Statistical analyses

Statistical significance between two groups was determined using two-tailed Student’s t-test. For the mouse survival study, Kaplan-Meier survival curves were generated and analyzed for statistical significance. The data are presented as the mean ± SD from three independent experiments using GraphPad Prism. Statistical significance was set at p < 0.05; significance levels are presented in the figures.

Funding Statement

This work was supported by grants from the National Natural Science Foundation of China [No. U1801283, 31870908, 31670914], a grant from the Zhejiang Provincial Natural Science Foundation of China [No.

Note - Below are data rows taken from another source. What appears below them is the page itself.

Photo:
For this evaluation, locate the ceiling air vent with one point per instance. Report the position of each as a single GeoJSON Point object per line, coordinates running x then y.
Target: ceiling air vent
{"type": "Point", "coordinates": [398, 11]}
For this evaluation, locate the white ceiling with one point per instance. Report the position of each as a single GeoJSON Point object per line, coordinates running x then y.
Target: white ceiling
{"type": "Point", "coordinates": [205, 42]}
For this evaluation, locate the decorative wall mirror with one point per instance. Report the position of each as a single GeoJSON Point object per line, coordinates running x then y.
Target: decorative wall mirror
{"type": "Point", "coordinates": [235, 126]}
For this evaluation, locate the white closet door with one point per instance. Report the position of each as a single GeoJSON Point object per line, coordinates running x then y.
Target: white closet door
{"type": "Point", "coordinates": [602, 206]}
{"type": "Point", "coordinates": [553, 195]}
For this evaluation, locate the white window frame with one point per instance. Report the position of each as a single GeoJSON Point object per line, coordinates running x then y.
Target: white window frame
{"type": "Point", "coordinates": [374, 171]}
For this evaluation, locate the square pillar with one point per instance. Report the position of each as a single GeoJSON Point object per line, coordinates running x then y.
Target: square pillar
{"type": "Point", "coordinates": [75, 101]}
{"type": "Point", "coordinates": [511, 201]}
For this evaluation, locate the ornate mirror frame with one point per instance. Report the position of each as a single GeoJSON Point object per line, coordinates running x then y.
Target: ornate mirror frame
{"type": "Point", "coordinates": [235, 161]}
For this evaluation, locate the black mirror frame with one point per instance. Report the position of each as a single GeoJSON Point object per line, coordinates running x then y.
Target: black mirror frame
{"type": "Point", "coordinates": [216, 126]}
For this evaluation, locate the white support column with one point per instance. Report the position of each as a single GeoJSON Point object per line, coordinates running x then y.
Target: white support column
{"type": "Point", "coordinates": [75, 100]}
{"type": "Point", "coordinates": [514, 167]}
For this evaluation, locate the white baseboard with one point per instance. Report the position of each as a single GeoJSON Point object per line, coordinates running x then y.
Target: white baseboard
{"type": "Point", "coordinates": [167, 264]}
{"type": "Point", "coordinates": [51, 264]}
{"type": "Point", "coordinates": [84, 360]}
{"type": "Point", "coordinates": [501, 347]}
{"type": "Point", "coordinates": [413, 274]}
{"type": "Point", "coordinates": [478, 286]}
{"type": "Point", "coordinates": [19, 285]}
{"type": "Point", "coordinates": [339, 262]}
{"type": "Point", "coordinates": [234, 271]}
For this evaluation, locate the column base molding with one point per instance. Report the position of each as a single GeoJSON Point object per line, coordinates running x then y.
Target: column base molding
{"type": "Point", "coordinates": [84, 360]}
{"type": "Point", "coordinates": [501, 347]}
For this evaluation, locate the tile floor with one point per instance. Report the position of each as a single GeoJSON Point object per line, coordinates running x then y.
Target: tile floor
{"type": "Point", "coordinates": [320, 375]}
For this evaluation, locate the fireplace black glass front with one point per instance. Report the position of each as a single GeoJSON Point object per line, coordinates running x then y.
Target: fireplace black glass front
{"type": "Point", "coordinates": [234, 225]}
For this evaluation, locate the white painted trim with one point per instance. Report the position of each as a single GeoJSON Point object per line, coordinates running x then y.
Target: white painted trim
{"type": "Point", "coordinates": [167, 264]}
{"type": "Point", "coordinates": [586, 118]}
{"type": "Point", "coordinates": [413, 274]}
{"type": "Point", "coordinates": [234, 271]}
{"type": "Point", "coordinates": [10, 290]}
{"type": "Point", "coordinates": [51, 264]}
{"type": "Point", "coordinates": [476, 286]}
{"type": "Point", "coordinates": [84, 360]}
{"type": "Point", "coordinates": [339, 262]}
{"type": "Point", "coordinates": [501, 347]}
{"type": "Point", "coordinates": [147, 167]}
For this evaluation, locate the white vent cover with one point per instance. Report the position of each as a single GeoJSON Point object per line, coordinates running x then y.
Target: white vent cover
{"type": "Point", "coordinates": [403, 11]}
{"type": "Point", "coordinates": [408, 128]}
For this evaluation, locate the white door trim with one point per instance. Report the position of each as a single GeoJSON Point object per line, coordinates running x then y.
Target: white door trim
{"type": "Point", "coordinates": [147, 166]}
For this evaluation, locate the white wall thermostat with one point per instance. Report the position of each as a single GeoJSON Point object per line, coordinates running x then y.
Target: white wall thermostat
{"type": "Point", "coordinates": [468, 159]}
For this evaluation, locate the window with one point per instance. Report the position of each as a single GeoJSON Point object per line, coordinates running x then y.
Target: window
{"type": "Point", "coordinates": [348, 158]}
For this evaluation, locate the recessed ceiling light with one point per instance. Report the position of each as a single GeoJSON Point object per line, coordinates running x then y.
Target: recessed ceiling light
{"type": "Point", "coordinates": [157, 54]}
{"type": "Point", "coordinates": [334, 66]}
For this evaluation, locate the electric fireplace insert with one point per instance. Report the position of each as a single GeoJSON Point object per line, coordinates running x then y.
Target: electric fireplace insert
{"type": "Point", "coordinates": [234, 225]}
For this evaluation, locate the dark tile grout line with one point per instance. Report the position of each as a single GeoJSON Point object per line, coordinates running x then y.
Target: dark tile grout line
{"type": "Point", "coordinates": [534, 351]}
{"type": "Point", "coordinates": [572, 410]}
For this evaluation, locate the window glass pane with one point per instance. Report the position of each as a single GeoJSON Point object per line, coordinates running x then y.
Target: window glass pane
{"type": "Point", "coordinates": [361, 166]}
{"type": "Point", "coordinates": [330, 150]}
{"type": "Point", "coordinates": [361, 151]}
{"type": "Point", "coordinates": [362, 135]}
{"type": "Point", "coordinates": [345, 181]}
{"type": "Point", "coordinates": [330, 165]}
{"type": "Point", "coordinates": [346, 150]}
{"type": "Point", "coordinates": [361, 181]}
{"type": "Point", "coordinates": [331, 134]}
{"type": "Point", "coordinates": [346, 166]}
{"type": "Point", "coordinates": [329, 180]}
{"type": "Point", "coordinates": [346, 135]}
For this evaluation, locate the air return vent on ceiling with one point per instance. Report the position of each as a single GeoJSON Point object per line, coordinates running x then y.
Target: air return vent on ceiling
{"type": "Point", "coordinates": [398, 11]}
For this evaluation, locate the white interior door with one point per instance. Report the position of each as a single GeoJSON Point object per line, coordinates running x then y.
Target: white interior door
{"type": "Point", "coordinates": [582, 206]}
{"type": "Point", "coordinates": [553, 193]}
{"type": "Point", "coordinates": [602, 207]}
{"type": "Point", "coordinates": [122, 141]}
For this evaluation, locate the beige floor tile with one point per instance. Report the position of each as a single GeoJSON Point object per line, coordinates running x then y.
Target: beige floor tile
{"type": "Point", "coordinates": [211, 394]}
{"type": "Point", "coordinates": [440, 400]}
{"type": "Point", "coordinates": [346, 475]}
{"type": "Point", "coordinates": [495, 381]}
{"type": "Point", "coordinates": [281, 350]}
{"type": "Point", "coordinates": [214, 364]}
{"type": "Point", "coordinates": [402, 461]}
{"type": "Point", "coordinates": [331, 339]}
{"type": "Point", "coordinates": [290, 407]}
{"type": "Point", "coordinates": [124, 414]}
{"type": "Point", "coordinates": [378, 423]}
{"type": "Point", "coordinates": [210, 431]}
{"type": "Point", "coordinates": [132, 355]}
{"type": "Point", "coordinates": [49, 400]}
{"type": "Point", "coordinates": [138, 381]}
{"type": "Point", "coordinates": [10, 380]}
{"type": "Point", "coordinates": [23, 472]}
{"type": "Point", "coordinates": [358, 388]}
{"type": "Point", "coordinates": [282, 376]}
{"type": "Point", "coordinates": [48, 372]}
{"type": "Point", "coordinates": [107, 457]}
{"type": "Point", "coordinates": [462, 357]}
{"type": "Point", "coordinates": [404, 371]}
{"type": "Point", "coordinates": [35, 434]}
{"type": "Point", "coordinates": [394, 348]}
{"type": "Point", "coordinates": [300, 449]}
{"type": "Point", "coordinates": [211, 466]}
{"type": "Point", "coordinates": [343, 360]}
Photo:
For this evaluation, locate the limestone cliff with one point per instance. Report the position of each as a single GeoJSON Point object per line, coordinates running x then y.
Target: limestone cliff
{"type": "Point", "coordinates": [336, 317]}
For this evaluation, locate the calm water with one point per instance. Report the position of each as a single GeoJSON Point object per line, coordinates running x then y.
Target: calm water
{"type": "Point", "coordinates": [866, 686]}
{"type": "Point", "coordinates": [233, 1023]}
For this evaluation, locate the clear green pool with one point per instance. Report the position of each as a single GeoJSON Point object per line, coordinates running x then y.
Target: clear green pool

LZ17H100001], a grant from the Shenzhen Science and Technology Innovation Commission [JCYJ20180507182253653], the Guangdong Provincial Science and Technology Program [No. 2019B030301009] and the SZU Top Ranking Project [No. 86000000210] awarded to Dr. Weilin Chen.

Disclosure statement

No potential conflict of interest was reported by the author(s).